Como en casi todas las escuelas, festejábamos tres cosas: los cumpleaños, el día de la primavera y fin del año.

Esos días eran especiales, aunque, estrictamente, lo único diferente al resto de los días era que no hacíamos tareas después del segundo recreo; que a veces teníamos permiso para sacarnos el guardapolvo y que llevábamos algo para compartir.

Las fiestas eran eso; sin embargo, en mi escuela pasaba algo particular. Nuestras maestras eran glotonas, pero glotonas glotonas, lo que generaba cierta tensión en nosotros, los alumnos.

Cada quien llevaba lo que podía compartir, lo cual no era un detalle menor para nuestro futuro inmediato.

Los días de fiesta tenían un momento particular: cuando desembolsábamos nuestros paquetes y los poníamos arriba del escritorio de la señorita. 

Todos juntos y amontonados nos acercábamos con nuestras cosas para dejarlas ahí, mientras la maestra observaba y controlaba, de brazos cruzados, el banquete. 

Ante cada cosa que apoyábamos sobre su escritorio, la glotomaestra sonreía, curioseando con cierto disimulo y luego, la cantidad de dientes que te mostraba era proporcional al tamaño del paquetito y a lo que éste prometía.

Una vez finalizada la entrega nos íbamos a sentar a nuestros pupitres y la "señorita" revisaba el interior de nuestras ofrendas haciendo comentarios muy entusiastas sobre algunos. Los que eran más elogiados recibían un felicitado a la brevedad.

Cuando los halagos no te tocaban, vos te preguntabas por tu vida. Por la falta de amor de tu mamá y tu papá que no te querían tanto como para entender, que lo que nos daban era mucho más que comida.

Después de la inspección, la señorita apartaba lo que había merecido un aplauso para el bolsillo de un padre o la batidora de una madre y separaba los indeseables. Nos decía que había que esperar hasta la última hora para festejar y escribía alguna tarea en el pizarrón. Todo el mundo se ponía a trabajar rápido con la ilusión de que el tiempo pasara velozmente y empezara la fiesta.

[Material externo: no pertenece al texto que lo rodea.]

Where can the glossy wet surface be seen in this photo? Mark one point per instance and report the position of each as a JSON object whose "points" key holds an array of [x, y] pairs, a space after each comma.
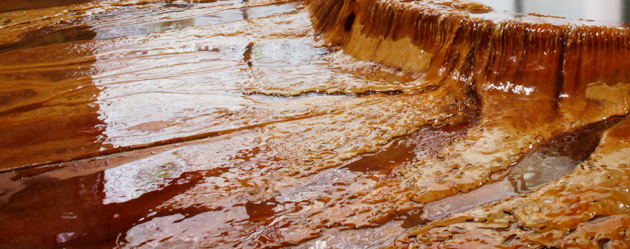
{"points": [[236, 124], [599, 10]]}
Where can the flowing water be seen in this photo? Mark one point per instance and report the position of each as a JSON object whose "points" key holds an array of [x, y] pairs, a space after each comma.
{"points": [[243, 124]]}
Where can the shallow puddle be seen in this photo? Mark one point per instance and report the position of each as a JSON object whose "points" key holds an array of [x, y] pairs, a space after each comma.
{"points": [[543, 165], [204, 124]]}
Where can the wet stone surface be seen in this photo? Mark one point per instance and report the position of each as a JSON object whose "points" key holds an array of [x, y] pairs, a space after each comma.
{"points": [[271, 124]]}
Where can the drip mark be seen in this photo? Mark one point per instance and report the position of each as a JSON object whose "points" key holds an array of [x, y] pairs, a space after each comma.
{"points": [[247, 55]]}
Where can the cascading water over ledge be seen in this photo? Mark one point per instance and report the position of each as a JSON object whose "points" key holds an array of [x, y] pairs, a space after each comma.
{"points": [[316, 124]]}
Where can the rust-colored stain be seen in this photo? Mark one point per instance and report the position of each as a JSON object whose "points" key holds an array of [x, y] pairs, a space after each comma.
{"points": [[316, 124]]}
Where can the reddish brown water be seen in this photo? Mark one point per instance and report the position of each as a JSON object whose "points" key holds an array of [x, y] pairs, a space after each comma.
{"points": [[238, 124]]}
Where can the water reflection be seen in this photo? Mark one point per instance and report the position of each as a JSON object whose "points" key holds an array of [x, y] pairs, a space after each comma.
{"points": [[599, 10], [224, 16], [11, 5]]}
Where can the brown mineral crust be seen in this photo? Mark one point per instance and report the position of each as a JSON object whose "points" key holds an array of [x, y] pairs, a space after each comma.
{"points": [[588, 208], [533, 79]]}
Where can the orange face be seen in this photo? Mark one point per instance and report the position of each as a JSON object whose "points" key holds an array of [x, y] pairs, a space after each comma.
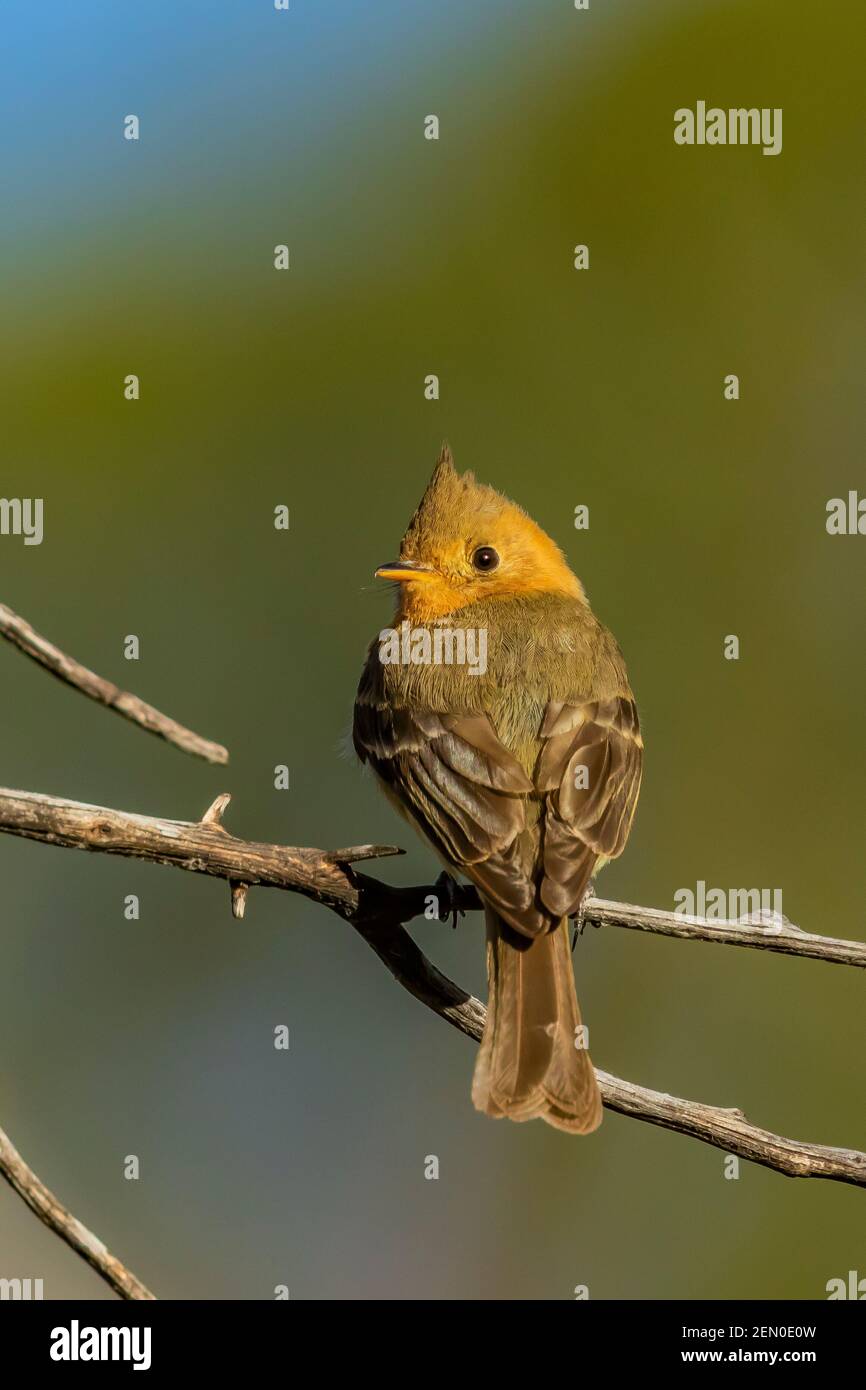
{"points": [[467, 544]]}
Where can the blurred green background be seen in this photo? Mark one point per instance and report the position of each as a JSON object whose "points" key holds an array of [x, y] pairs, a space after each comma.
{"points": [[306, 388]]}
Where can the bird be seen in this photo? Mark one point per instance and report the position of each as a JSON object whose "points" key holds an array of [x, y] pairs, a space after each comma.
{"points": [[523, 777]]}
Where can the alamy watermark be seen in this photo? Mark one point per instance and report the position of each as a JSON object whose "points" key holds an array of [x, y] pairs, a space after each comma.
{"points": [[742, 905], [410, 645], [22, 516], [736, 125]]}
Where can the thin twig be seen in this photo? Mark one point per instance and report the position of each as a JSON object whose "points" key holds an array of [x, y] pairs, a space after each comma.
{"points": [[38, 1197], [377, 912], [32, 644]]}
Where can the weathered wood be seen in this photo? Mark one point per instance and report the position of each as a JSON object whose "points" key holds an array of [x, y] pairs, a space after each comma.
{"points": [[378, 912], [104, 692], [43, 1203]]}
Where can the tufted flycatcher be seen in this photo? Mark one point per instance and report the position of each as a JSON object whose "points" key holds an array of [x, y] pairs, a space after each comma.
{"points": [[521, 770]]}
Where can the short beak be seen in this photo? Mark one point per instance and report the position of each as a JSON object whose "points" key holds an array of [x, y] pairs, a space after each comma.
{"points": [[403, 570]]}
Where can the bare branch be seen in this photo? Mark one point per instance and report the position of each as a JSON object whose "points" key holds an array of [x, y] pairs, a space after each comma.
{"points": [[104, 692], [783, 937], [43, 1203], [378, 911]]}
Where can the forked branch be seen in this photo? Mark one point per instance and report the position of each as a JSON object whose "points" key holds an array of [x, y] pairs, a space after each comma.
{"points": [[378, 912]]}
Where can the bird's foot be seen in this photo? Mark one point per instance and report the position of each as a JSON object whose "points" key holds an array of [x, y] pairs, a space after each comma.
{"points": [[580, 920], [448, 891]]}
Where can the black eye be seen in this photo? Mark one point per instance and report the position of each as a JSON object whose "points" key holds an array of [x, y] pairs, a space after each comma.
{"points": [[485, 559]]}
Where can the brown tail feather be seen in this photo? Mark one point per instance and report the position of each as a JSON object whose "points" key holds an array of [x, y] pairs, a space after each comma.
{"points": [[528, 1066]]}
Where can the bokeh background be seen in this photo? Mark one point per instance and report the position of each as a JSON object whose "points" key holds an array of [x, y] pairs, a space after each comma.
{"points": [[306, 388]]}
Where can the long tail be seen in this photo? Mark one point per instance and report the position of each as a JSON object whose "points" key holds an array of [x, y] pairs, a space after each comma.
{"points": [[528, 1065]]}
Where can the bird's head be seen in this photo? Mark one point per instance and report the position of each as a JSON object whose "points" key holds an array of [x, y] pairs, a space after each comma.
{"points": [[466, 544]]}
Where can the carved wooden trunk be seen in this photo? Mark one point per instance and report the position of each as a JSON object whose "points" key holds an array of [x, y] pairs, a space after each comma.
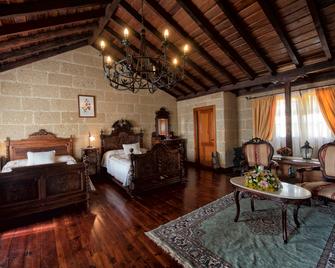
{"points": [[34, 189], [158, 167]]}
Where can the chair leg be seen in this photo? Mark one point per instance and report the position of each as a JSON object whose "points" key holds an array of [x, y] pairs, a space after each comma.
{"points": [[325, 200], [252, 203]]}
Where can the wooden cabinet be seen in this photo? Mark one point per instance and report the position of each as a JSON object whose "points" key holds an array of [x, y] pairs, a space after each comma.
{"points": [[93, 160], [289, 164]]}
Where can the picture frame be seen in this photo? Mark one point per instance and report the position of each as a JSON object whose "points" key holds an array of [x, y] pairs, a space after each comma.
{"points": [[86, 106]]}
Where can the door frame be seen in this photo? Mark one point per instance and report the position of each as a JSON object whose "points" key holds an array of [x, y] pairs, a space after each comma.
{"points": [[195, 122]]}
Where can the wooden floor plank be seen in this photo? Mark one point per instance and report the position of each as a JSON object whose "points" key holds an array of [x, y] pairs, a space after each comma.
{"points": [[112, 233]]}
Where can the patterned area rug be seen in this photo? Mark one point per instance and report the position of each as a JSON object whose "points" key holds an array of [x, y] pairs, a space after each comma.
{"points": [[209, 237]]}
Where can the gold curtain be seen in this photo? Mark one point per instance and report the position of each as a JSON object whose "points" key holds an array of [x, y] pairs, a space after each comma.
{"points": [[326, 99], [263, 115]]}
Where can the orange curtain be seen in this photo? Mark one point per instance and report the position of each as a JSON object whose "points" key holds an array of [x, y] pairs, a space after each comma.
{"points": [[326, 100], [263, 114]]}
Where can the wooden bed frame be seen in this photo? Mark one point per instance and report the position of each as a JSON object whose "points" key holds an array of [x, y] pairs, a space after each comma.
{"points": [[33, 189], [158, 167]]}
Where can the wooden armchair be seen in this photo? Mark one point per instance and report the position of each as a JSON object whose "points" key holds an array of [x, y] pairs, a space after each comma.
{"points": [[326, 187], [258, 152]]}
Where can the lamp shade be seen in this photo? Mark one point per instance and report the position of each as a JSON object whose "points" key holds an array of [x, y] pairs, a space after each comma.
{"points": [[306, 151]]}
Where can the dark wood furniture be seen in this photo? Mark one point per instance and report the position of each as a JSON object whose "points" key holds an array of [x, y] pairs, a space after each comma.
{"points": [[324, 188], [289, 195], [288, 167], [164, 135], [32, 189], [258, 152], [93, 159], [158, 167]]}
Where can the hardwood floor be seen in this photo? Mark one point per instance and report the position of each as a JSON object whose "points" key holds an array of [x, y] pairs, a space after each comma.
{"points": [[112, 233]]}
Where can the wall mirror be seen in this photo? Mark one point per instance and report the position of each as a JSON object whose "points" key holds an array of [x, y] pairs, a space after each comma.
{"points": [[162, 122]]}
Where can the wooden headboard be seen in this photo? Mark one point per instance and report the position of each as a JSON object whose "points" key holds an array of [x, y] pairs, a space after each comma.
{"points": [[122, 133], [40, 141]]}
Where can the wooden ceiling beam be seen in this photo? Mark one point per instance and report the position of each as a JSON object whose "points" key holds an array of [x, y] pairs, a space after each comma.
{"points": [[37, 7], [306, 82], [195, 45], [242, 29], [38, 55], [109, 11], [8, 29], [45, 45], [120, 22], [172, 93], [205, 25], [136, 50], [154, 31], [120, 50], [288, 76], [325, 3], [273, 18], [313, 10], [40, 37]]}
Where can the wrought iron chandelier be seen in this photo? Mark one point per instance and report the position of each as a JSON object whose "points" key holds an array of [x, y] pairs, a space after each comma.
{"points": [[141, 71]]}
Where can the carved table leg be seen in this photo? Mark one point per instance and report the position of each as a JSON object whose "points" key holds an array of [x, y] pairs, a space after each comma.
{"points": [[295, 215], [237, 201], [284, 221], [252, 203]]}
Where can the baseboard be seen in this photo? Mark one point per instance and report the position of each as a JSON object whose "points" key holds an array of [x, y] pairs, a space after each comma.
{"points": [[221, 169]]}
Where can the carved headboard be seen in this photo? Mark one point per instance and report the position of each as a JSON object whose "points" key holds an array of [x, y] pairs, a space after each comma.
{"points": [[122, 133], [38, 142]]}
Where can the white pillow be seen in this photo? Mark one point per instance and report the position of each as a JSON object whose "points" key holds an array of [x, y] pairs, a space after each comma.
{"points": [[108, 154], [66, 158], [134, 146], [40, 158]]}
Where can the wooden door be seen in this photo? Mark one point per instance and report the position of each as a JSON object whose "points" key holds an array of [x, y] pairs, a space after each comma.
{"points": [[205, 134]]}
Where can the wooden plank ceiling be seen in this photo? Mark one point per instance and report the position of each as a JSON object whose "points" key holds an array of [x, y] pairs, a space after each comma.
{"points": [[236, 45]]}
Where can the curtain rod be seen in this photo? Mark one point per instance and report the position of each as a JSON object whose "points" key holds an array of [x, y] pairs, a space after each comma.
{"points": [[274, 94]]}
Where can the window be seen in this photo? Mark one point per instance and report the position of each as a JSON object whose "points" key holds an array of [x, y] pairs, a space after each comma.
{"points": [[307, 122]]}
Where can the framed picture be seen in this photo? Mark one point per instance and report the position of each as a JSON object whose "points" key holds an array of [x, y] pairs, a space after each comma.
{"points": [[86, 106]]}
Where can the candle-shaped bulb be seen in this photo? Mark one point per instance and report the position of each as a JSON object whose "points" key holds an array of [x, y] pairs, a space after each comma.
{"points": [[102, 44], [166, 34], [108, 60], [186, 49], [126, 33]]}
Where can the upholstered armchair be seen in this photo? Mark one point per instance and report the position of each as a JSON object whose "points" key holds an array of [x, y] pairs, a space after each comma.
{"points": [[258, 152], [326, 187]]}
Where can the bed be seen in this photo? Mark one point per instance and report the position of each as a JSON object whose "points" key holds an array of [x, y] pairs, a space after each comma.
{"points": [[142, 171], [31, 189]]}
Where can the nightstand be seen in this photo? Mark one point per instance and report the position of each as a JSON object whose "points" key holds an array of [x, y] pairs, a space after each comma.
{"points": [[93, 159]]}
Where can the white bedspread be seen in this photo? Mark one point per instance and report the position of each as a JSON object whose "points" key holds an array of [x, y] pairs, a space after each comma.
{"points": [[24, 162]]}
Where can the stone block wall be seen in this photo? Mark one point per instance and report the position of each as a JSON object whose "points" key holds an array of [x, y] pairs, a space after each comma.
{"points": [[244, 120], [44, 94], [186, 122], [230, 126]]}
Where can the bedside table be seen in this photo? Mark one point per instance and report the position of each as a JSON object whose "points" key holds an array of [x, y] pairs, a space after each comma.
{"points": [[93, 159]]}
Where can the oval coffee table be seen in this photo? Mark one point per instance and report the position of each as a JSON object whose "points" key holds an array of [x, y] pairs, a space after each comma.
{"points": [[289, 194]]}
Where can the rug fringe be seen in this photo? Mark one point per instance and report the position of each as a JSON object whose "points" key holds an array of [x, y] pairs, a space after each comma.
{"points": [[168, 250]]}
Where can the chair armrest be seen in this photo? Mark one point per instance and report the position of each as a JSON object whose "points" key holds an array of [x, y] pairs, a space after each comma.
{"points": [[274, 164], [308, 169]]}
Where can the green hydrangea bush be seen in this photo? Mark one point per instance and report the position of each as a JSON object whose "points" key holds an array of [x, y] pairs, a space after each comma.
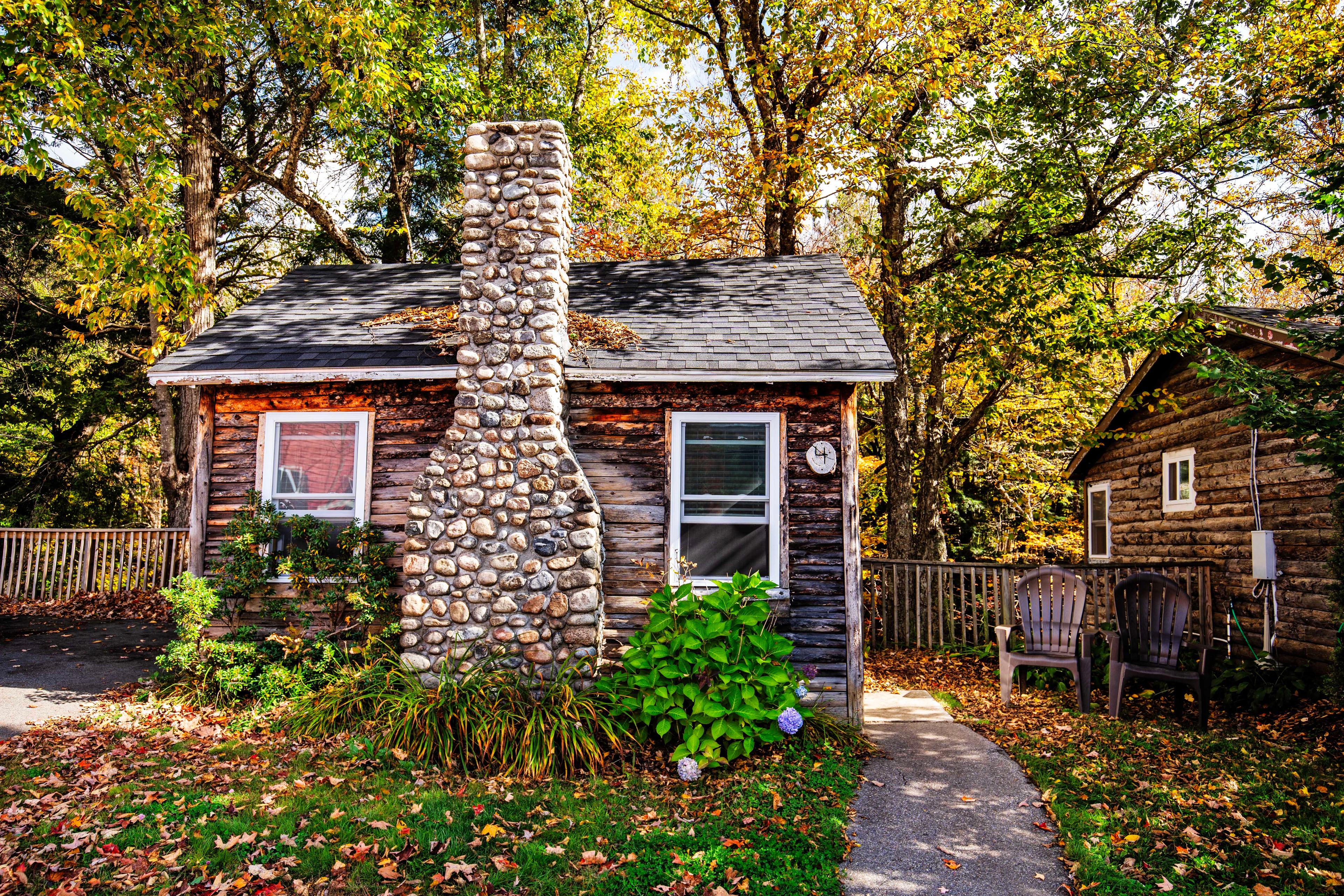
{"points": [[706, 675]]}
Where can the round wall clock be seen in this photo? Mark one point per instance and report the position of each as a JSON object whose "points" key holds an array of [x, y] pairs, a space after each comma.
{"points": [[822, 457]]}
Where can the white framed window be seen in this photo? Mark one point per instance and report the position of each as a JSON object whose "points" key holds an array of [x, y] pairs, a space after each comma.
{"points": [[1179, 480], [1099, 520], [316, 463], [726, 484]]}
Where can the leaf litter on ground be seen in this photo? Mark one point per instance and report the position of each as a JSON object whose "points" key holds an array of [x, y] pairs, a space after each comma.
{"points": [[1147, 803], [148, 796]]}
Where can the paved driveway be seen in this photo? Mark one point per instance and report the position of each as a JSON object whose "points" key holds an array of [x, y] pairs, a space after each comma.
{"points": [[57, 667]]}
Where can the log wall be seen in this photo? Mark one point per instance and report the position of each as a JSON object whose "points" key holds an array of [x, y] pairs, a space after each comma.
{"points": [[1295, 503], [620, 436]]}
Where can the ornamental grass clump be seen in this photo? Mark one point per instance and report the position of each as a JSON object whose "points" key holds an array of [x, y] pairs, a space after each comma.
{"points": [[486, 722], [706, 676]]}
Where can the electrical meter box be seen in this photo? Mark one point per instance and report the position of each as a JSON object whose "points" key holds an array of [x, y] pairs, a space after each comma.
{"points": [[1264, 564]]}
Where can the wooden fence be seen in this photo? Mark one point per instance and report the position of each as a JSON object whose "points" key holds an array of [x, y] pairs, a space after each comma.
{"points": [[916, 604], [43, 565]]}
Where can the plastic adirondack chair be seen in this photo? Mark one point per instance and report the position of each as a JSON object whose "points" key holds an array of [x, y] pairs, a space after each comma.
{"points": [[1151, 613], [1051, 602]]}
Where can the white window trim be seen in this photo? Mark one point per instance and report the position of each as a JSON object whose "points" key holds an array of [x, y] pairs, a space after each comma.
{"points": [[1174, 457], [775, 485], [1092, 489], [363, 455]]}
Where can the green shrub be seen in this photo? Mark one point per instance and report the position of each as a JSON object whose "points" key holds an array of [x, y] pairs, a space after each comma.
{"points": [[706, 673], [1264, 684], [353, 588], [488, 722], [241, 665]]}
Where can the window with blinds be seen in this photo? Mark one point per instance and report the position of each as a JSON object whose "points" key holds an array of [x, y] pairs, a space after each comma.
{"points": [[726, 495]]}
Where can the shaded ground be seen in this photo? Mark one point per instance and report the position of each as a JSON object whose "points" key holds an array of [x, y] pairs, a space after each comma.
{"points": [[51, 667], [947, 812]]}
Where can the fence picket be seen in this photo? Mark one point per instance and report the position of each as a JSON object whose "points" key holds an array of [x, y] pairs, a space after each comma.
{"points": [[909, 600], [59, 564]]}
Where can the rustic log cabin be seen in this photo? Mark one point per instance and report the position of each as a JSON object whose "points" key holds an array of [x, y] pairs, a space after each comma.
{"points": [[1170, 479], [539, 491]]}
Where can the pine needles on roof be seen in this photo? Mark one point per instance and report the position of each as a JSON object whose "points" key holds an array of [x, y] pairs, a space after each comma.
{"points": [[587, 331]]}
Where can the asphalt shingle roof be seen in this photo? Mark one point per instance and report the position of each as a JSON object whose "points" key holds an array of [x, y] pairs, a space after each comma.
{"points": [[796, 316], [1276, 319]]}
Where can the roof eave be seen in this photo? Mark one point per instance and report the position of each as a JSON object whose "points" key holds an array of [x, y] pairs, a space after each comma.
{"points": [[1072, 472], [449, 371]]}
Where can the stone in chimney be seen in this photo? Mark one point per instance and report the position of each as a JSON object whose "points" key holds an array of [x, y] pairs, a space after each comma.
{"points": [[503, 535]]}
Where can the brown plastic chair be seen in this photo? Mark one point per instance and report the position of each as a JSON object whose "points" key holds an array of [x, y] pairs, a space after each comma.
{"points": [[1151, 613], [1051, 602]]}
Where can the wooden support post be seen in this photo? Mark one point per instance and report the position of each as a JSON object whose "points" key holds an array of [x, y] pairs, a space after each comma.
{"points": [[201, 480], [853, 553]]}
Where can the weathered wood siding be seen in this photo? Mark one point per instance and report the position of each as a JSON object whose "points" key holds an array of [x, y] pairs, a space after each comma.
{"points": [[619, 433], [620, 436], [1295, 503], [409, 418]]}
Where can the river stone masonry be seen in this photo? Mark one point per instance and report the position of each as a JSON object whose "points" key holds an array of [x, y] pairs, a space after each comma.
{"points": [[503, 535]]}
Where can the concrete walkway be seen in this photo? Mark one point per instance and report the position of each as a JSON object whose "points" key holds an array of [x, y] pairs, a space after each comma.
{"points": [[53, 668], [948, 797]]}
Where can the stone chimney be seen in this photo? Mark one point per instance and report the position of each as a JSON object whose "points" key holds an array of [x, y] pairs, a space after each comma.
{"points": [[503, 534]]}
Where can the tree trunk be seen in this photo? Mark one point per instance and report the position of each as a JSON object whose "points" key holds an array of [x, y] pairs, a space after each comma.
{"points": [[934, 457], [896, 396], [482, 59], [397, 244], [176, 448], [198, 162]]}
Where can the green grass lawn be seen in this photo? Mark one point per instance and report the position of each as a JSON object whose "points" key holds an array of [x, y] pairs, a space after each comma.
{"points": [[134, 803], [1148, 804], [1152, 805]]}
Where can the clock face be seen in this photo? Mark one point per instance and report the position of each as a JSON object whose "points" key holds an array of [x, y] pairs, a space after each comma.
{"points": [[822, 457]]}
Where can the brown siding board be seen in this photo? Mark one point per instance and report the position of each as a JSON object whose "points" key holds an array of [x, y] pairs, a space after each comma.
{"points": [[1295, 504]]}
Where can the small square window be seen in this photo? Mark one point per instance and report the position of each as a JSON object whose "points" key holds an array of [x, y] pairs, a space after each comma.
{"points": [[315, 464], [1099, 520], [1179, 480]]}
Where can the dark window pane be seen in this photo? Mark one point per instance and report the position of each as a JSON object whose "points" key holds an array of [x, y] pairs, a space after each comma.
{"points": [[755, 510], [1099, 523], [725, 458], [720, 551], [316, 460]]}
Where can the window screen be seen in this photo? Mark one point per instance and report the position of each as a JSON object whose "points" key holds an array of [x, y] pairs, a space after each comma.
{"points": [[725, 522], [1178, 480], [1097, 527], [315, 468]]}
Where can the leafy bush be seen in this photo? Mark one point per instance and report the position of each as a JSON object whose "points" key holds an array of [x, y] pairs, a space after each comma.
{"points": [[353, 588], [1264, 684], [488, 722], [706, 673], [241, 665]]}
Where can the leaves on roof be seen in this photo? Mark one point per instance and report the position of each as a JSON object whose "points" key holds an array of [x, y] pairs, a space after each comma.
{"points": [[587, 331], [601, 332]]}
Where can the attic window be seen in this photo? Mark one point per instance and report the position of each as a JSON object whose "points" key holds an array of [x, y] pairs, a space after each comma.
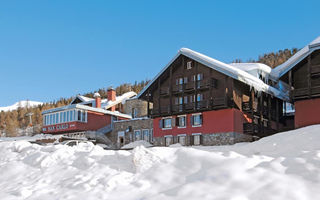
{"points": [[189, 65]]}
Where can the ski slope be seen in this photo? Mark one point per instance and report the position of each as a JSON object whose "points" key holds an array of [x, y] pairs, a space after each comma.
{"points": [[282, 166]]}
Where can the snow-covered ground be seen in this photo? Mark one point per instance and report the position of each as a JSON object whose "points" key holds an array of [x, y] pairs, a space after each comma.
{"points": [[20, 104], [283, 166]]}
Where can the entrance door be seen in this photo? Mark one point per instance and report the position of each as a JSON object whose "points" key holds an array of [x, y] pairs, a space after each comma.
{"points": [[146, 136], [182, 140], [168, 141]]}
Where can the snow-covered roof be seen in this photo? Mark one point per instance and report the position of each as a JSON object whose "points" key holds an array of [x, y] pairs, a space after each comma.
{"points": [[280, 70], [89, 108], [255, 69], [227, 69], [21, 104], [119, 99], [105, 102]]}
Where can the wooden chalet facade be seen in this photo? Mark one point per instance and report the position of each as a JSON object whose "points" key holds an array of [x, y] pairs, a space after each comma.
{"points": [[86, 114], [198, 100], [302, 73]]}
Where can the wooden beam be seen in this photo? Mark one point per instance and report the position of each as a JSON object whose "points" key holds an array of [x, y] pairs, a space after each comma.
{"points": [[309, 76]]}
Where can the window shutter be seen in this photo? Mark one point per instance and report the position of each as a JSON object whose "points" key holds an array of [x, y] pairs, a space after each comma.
{"points": [[191, 140], [191, 120], [185, 80], [201, 139]]}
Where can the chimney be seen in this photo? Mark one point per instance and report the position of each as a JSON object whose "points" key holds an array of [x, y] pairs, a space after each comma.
{"points": [[98, 99], [111, 93]]}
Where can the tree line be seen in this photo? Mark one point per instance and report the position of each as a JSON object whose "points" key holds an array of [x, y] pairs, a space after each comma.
{"points": [[14, 122]]}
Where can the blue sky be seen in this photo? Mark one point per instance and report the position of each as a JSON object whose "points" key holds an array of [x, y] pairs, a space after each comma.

Entonces, cuando reinaba el silencio, la glotorita salía del salón abriendo la puerta con cuidado, se paraba en el umbral y profería una amenaza: "¡Ahora vuelvo! Si escucho a alguien hablar se suspende la fiesta y me llevo todo para mi casa. Miren que dejo abierto y escucho", y salía taconeando por los pasillos de la escuela.

Mientras no estaba, el silencio no era una opción, la charla comenzaba como un murmullo hasta transformarse en un griterío tremendo. Con las reglas se lanzaban bolitas de papel mojadas en saliva que iban a pegarse directamente al techo; nos reíamos exageradamente y se armaba un infierno de los mil demonios que no eran ni más ni menos que expresión de la libertad maestril.

Pasado un buen rato se escuchaban pasos y risas que se aproximaban, todos volvíamos a nuestros asientos y entonces llegaba la glotomaestra con otras glotomaestras, todas chochas de la vida. Entraban al aula con algarabía y se dirigían directo al botín que había sido delicadamente seleccionado. Lo miraban, sonreían, se relamían y felices, al tocar el timbre, se llevaban lo mejor: La mejor torta, los mejores sandwichitos, en fin, lo que fuera mejor. Literalmente nos robaban lo que era para todos.

Las glotomaestras festejaban sin disimulo y a cara descubierta el robo, mientras nosotros las observábamos partir.  Yo odiaba ese momento de felicidad que compartían entre ellas a costillas nuestras.

En la última hora, sólo comíamos lo que quedaba y la señorita, que a esa altura ya estaba pipona, decía:

"Compartan, compartan, hay que aprender a compartir".

Fui a la primaria entre 1973 y 1979. Creo que es probable que hayamos aprendido alguna otra cosita que lengua y matemática.